Carll’s prompt for the project was that everyone had to include a circle in their design. She created templates of other shapes and images that the class could add to their collages.
When the project was completed, Carll photographed everyone with their finished collages, so they would have a record of their whole piece. Then, Carll cut each of the finished collages in half, and the pieces were weaved together into columns.
“I kept everyone’s collages at least half intact so they could recognize their pieces. I had to do a reconciliation process. Once you displace part of it, it doesn’t necessarily line or up make sense, so I went back in and add some things back in. Then they started flowing together into a community mural.
It was very involved once I got it back to the studio. It took me almost a month for each installation,”
Carll said. “I was completely floored by how they came together, and everyone else was, too.”

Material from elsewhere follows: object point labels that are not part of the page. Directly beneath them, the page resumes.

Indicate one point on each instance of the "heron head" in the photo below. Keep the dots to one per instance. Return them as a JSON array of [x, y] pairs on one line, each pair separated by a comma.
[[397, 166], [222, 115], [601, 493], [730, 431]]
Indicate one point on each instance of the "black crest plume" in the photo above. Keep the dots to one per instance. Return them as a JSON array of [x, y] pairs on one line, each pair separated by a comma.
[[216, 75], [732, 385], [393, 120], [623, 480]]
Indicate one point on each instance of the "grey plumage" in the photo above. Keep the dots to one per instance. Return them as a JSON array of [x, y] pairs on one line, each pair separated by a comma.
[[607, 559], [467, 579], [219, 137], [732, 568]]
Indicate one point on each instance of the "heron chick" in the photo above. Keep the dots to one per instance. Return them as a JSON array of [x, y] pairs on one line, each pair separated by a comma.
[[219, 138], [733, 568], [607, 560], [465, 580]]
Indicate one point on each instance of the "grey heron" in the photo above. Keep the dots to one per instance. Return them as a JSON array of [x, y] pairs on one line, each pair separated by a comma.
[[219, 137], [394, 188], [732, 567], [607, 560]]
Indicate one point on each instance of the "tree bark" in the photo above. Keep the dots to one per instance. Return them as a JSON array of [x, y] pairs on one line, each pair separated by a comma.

Carll got her start in graphic design and illustration. While living in Atlanta, she started taking evening painting classes.

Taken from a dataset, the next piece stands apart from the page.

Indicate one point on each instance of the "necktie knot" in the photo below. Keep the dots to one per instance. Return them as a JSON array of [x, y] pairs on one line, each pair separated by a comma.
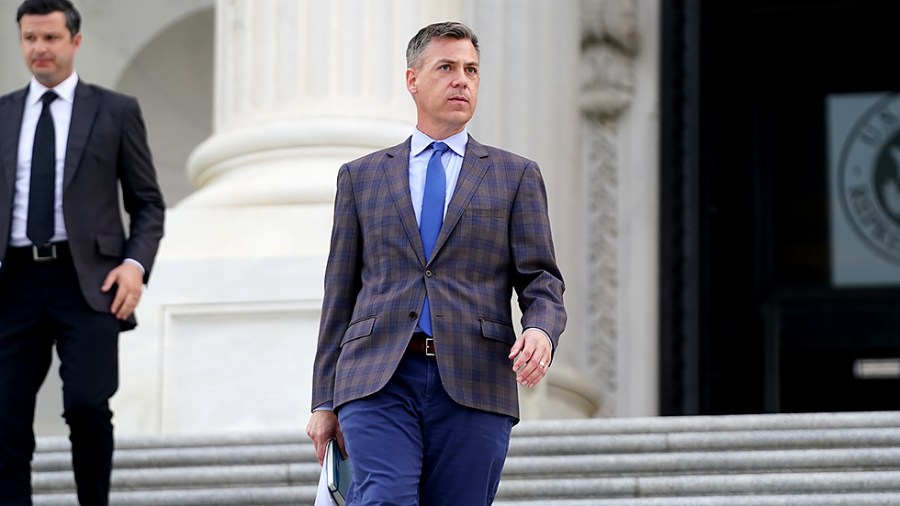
[[48, 97], [439, 147]]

“I took to that. That started me on the fine arts road,” Carll said.
She became a full-time artist in 1999, and moved to Chattanooga in 2013. She has primarily been showing her paintings in galleries and selling to the private market.
In addition, she was part of the local art team that worked with Meg Saligman Studios on the large M.L. King mural on the AT&T Building in downtown Chattanooga.
“One of the reasons why I moved to Chattanooga is because it has a lively art scene,” Carll said.
Carll and Vassort were at a City Creators Program, which was a program to get artists involved in potential public art projects.
“I had an epiphany. What if I paired up with Claire? I contacted her, and asked ‘Would you be interested in forming a creative strategist team,’ and she jumped on it. That is how 2CREATE TEAM was born. We work really well together. We had a lot of the same ideals. She came to me with the Art4Libraries idea,” Carll said.
Carll thinks that the Art4Libraries program was important because it brought art education and exposure to people that may not have gotten it in schools.
“Art funding in schools is the first thing that gets chopped. When I was a kid, back in the 60s and 70s, we had all kinds of art programs available. I have seen this decline over the decades,” Carll said.
Carll continued, “They got to experience a collaboration with me, where I took their work and cut it up and changed it around to show them that this is what your work can evolve into. I think it was a rich experience all around.”